Evidemment, pour un authentique Français tel que Dominique, il était difficile d’aborder le monde en regardant froidement le réel, de se départir ne serait-ce qu’une seule seconde du corpus de doctrines humanistes et universalistes que tout un chacun reçoit à la naissance dans ce pays unique qu’est la France.

-          Madame, répondit Dominique. si l’on n’est pas idéaliste, on est résigné. Il n’y a rien entre les deux, sachez-le. Et le malheur vient précisément de ce que, par résignation, l’on ne fait pas ce pour quoi l’on est vraiment fait.

Sur ce, il se leva et partit sans un mot, dans un sentiment intense de triomphe.

Quel toupet !

En réalité, au fond de lui, Dominique était très affecté par ces êtres médiocres qui, aux antipodes - il le découvrait - faisaient honte à la patrie. Dehors, derrière les hauts murs de l’ambassade, bruissait déjà le monde nouveau.

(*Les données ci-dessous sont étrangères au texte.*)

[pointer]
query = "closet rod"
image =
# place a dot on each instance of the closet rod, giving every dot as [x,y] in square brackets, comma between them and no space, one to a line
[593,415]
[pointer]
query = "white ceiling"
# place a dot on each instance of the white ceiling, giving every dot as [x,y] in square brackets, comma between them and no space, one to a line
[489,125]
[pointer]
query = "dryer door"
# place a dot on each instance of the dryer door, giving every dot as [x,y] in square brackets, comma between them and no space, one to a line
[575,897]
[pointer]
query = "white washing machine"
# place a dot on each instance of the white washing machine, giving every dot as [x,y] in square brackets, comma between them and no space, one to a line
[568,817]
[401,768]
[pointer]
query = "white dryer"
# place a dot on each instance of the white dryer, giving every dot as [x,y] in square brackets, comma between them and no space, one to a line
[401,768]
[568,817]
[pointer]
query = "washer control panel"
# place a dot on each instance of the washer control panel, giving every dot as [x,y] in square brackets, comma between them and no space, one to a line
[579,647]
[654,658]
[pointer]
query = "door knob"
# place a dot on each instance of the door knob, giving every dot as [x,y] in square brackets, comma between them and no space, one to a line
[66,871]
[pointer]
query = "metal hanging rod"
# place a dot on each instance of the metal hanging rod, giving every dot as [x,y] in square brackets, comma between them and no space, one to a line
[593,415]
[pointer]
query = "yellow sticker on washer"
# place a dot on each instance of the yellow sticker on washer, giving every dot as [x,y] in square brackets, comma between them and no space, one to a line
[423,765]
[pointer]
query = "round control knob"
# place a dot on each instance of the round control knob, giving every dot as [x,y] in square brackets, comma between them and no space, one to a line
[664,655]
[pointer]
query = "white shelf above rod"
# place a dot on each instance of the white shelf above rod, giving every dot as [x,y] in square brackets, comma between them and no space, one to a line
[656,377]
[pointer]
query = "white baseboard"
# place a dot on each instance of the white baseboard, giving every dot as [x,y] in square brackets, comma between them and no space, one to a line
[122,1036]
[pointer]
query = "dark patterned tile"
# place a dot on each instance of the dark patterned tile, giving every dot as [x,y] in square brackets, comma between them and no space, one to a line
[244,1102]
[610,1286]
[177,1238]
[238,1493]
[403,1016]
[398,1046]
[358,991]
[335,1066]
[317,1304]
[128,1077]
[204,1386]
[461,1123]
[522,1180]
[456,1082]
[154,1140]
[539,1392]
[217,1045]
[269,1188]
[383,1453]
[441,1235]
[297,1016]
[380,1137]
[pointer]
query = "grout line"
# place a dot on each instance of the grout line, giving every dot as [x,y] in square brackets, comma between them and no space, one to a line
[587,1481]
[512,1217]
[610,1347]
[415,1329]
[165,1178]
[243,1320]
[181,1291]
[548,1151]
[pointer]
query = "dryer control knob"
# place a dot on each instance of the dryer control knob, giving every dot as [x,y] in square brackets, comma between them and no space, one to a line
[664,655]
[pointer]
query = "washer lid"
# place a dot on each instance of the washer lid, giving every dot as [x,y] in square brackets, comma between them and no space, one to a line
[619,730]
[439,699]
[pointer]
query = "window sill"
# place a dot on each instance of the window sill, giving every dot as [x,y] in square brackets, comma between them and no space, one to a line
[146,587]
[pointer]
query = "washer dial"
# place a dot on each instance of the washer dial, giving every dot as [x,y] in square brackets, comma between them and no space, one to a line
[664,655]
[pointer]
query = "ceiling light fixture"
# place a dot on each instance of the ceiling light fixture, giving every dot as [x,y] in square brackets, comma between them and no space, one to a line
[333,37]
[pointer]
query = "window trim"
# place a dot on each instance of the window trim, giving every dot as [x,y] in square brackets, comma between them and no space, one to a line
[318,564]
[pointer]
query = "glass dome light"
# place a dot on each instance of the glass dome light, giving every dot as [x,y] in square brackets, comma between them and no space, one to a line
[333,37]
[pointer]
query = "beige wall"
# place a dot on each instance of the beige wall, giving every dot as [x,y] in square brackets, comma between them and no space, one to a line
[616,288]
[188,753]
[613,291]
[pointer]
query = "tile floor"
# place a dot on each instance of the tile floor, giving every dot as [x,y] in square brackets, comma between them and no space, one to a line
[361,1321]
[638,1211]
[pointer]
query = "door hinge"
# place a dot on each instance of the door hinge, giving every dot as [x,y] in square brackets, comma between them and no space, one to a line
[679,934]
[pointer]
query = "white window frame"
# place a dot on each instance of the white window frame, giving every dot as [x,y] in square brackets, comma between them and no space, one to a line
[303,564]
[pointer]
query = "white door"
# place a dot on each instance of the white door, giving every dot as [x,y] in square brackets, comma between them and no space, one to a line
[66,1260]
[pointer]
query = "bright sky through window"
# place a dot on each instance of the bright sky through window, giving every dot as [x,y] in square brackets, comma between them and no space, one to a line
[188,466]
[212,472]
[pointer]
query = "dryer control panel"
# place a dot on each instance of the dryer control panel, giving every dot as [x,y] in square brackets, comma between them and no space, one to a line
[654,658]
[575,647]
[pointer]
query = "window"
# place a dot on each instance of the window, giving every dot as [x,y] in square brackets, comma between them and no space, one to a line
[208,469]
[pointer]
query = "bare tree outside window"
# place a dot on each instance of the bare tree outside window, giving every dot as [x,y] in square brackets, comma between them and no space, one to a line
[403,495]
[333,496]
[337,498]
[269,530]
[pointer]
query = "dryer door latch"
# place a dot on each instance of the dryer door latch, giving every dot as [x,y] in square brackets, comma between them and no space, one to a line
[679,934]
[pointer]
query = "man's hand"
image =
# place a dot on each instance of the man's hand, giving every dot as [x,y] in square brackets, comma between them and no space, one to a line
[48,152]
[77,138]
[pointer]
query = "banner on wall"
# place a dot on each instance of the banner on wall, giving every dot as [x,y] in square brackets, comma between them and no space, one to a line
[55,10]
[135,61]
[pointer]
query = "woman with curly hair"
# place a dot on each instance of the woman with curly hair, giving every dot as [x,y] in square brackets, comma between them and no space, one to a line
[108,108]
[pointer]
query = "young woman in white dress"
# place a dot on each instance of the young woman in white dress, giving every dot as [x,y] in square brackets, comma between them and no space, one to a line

Rendu à sa solitude sur le boulevard Watwong, Dominique parvint péniblement à se frayer un chemin parmi les motos, pousse-pousse, mendiants, étudiants, voleurs et vendeurs ambulants pour rejoindre la petite chambre qu’il occupait encore à l’Institut Pasteur. A l’ombre des persiennes, il dénoua sa cravate, prit la plume et rédigea d’un trait fiévreux les premiers vers de son « Adieu aux Français de l’Empire » :

O Toi !

Ornée d’olympes que l’on grimpe

De corps que l’on éreinte

Terre infinie !

Grand rocher sans âge !

Terre gracile…

Mon rivage…

Tu coupes mon cœur fragile…

O France !

Je n’ai pas peur… 

Ce sont eux !…

J’ai été Empereur !

Les Hommes, les Dieux

Je les ai jetés au feu !

O France…

Terre sauvage

Terre hostile 

Jamais conquise 

Une île…

Terre aux nuits claires !

Terre amère !

Terre cruelle !

Adieu ! Adieu !

Adieu aux Français de l’Empire !

Adieu chiens hurlant…

Cris et sables mouvant…

Adieu les mers et le silence…

Adieu les hommes et la science !

O France ! France !

Je hurlerai ton nom !

Je mourrai de passion !

Je punirai ceux que j’aime

Dans une chiée de poèmes !

Il était vraiment déchaîné. Dans la foulée, il envoya son dernier télégramme à François : « Fin de la parenthèse enchantée. Au réveil, mes jours sont froids et blancs. Je rentre. Amitiés, Dominique ».

*

Juin 85.

En reposant le petit papier bleu sur le marbre de son bureau, François se souvint que Ségolène avait été un moment très attirée par Dominique. C’était lors de leurs premiers mois à l’ENA, au tout début. Le retour du gladiateur avait un parfum de péplum. Il se sentit menacé et réalisa qu’il devait ancrer son couple avant le retour de la tempête. En bon stratège, il décida de se fiancer à Ségolène. Il ferait officiellement sa demande la semaine prochaine à Epinal, après la messe, à la table de Monsieur et Madame Bourbon.